TAG: GS 3: ECOLOGY AND ENVIRONMENT
THE CONTEXT: Researchers at the Indian Institute of Technology (IIT) Mandi in Himachal Pradesh have conducted a comprehensive study assessing the environmental impacts of various solar cell technologies.
EXPLANATION:
Key Findings on Solar Cell Technologies
- Among the five solar cell technologies examined, Cadmium Telluride (CdTe) was found to have the least environmental impact.
- This technology exhibited the lowest levels of carbon dioxide emissions, ozone depletion potential, adverse human health effects, and particulate air pollution.
- The other four were mono-silicon, polysilicon, Copper Indium Gallium Selenide (CIGS), and Passivated Emitter & Rear Contact (PERC).
- In terms of environmental performance, CdTe was closely followed by CIGS (Copper indium gallium selenide) PV (photovoltaic) cells.
Methodology and Analysis
- The researchers utilized the Life Cycle Assessment (LCA) tool, encompassing eighteen environmental impact categories.
- These categories include global warming, stratospheric ozone depletion, human carcinogenic and non-carcinogenic toxicity, and fine particulate matter formation.
- The LCA covered all stages, from raw material extraction to solar panel manufacturing.
- The study highlighted that solar PV systems are environmentally friendly compared to fossil fuels during their operational phase.
- However, they have notable environmental impacts during manufacturing and usage.

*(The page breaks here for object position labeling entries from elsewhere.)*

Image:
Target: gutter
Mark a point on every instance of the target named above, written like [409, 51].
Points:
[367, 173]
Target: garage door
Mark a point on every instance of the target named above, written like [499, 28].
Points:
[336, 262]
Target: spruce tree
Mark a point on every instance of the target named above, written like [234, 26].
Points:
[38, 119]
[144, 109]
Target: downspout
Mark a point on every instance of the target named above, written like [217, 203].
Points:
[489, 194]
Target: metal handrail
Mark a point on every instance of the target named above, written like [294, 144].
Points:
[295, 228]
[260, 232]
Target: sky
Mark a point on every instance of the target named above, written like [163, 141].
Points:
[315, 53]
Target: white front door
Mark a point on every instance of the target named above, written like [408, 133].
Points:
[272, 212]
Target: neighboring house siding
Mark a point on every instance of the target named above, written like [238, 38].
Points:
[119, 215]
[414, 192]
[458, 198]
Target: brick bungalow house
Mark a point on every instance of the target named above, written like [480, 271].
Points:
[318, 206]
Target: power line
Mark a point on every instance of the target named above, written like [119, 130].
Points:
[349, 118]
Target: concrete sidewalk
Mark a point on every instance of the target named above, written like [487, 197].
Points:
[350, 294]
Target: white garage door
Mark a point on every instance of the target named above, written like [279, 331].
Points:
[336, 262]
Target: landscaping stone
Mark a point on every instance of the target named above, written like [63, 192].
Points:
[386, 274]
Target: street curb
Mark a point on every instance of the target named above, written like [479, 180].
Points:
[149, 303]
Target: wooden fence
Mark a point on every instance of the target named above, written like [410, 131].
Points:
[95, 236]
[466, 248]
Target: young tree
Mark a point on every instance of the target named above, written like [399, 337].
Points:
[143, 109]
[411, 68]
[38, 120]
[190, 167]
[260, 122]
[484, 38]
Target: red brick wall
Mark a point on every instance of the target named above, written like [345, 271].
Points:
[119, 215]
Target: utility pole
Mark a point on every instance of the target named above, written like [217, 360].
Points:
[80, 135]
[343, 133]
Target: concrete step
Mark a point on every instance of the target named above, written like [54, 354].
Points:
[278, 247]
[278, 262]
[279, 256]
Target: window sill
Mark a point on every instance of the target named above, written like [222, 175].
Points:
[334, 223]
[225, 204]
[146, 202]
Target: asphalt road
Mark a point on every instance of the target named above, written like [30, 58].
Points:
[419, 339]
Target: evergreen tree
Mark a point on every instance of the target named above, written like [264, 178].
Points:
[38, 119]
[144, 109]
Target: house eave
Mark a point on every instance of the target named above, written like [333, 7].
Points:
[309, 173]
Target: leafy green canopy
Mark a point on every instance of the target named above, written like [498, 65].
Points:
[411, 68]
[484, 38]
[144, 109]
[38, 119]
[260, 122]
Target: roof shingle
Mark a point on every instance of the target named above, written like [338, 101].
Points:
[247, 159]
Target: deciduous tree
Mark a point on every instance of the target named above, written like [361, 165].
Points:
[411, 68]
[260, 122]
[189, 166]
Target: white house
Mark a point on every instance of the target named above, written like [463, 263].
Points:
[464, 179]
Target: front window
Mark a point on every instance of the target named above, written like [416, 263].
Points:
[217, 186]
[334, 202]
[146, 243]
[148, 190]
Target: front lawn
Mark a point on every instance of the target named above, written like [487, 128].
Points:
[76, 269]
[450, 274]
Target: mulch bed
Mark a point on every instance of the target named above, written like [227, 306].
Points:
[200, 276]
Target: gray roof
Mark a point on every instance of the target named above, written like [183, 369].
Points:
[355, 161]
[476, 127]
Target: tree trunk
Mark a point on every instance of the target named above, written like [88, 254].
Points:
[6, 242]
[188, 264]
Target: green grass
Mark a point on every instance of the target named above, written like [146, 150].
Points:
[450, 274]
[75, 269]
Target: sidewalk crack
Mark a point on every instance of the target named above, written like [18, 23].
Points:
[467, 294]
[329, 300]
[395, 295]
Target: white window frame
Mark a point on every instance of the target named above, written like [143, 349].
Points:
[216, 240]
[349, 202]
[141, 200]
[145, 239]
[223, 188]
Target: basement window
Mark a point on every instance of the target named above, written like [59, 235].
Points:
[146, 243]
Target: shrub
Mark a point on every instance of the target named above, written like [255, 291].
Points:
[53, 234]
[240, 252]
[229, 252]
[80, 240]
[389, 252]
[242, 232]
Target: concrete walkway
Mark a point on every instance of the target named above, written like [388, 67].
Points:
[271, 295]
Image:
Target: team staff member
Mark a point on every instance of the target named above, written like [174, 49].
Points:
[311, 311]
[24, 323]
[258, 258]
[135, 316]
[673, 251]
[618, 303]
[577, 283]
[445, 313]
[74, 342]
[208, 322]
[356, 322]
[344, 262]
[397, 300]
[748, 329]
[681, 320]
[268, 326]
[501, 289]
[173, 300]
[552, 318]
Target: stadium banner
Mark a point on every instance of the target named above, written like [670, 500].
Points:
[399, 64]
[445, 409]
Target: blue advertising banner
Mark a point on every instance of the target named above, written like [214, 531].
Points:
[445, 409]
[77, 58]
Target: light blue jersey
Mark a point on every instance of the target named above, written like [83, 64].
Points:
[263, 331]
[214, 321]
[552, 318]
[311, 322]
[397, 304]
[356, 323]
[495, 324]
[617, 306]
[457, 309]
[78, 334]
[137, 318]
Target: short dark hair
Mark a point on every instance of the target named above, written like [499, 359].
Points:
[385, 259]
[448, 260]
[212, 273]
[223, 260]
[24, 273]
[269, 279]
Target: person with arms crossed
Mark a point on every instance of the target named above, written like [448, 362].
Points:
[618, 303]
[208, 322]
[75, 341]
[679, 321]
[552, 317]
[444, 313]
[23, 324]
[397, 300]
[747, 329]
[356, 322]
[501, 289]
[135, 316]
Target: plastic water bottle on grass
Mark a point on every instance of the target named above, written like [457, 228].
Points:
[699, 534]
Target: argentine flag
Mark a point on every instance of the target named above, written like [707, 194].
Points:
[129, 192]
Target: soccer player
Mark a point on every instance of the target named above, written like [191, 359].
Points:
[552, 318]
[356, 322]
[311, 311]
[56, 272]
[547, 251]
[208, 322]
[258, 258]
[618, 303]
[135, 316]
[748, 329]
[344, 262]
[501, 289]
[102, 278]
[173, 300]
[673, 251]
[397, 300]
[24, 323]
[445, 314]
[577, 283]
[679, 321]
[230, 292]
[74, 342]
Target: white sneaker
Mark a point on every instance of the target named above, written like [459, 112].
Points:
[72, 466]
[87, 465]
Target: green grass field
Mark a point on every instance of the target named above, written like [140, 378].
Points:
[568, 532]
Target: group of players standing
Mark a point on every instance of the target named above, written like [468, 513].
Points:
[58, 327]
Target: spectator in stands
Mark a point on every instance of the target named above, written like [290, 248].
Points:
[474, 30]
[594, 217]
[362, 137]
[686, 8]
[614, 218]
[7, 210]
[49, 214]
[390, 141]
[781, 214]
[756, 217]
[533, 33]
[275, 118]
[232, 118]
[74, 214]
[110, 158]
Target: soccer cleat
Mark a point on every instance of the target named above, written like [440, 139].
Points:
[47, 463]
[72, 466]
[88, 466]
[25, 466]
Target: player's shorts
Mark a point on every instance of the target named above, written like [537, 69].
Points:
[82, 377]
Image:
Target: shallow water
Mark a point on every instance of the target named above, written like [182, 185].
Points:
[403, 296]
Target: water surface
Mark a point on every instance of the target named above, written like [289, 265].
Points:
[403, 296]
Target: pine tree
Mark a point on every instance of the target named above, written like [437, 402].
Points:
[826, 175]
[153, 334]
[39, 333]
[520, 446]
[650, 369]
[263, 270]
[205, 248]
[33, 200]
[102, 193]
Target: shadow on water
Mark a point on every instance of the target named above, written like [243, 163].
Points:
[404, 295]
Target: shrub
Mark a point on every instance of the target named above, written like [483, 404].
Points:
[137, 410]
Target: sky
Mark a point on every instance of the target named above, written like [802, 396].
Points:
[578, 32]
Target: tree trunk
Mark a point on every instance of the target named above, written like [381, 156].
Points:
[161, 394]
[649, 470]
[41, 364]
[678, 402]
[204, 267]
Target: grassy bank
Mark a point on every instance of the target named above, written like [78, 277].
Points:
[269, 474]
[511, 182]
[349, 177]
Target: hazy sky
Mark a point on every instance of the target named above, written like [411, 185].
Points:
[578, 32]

Policy Implications and Future Research
- The findings from this study are intended to guide policymakers in promoting the most sustainable solar technologies.
- The Life Cycle Assessment of solar module technologies is crucial for identifying technologies that balance economic, social, and environmental benefits.
- This guidance can support India’s shift towards a low-carbon economy and reduce the environmental footprint of solar energy production.
Limitations and Future Directions
- The researchers acknowledged that their study only examined a portion of the solar technology life cycle, excluding the recycling and end-of-life phases.
- Future research will investigate these phases to provide a more comprehensive understanding of the environmental impacts of solar technologies.
India’s Progress and Challenges in Solar Energy
- Between 2010 and 2020, India made significant advancements in clean energy to meet its Paris and Copenhagen commitments, driven by initiatives such as the Jawaharlal Nehru National Solar Mission.
- Copenhagen Commitment aims to accelerate positive action on combatting climate change and to speed up delivery of the UN Sustainable Development Goals (SDGs).
- However, the COVID-19 pandemic disrupted the solar supply chain, delaying projects worth Rs. 160 billion.
- Following COP26, India’s focus has shifted to green solar manufacturing, which enhances supply chain reliability, energy security, and decarbonization, aligning with UN clean energy goals.
Jawaharlal Nehru National Solar Mission
- The Jawaharlal Nehru National Solar Mission (JNNSM), or the National Solar Mission, is an initiative of the Government of India and State Governments to promote solar power in India.
- Inaugurated in January 2010, the JNNSM has been revised twice and now boasts a target of 100 GW of solar PV by 2022.
- The objective of JNNSM is to establish India as a global leader in solar energy by creating the policy conditions for its deployment across the country.
- Each Phase is supported by differing key policies and targets.
- Phase I (2010 – 2013):
- Target for grid-connected PV (including rooftop) target: 1000 MW
- Target for off-grid solar PV applications: 200 MW
- Phase II (2014 – 2017):
- Cumulative target for grid-connected solar PV (including rooftop): 4 000 – 10 000 MW
- Target for off-grid solar PV applications: 1 000 MW
- Scheme for at least 25 solar parks (34 approved currently under Government) and the Ultra Mega Solar Power Projects to target 40 GW solar PV
- Phase III (2017 – 2022):
- Cumulative target for grid-connected solar PV (including rooftop): 100 000 MW
- Target for off-grid solar PV applications (as share of cumulative): 2 000 MW.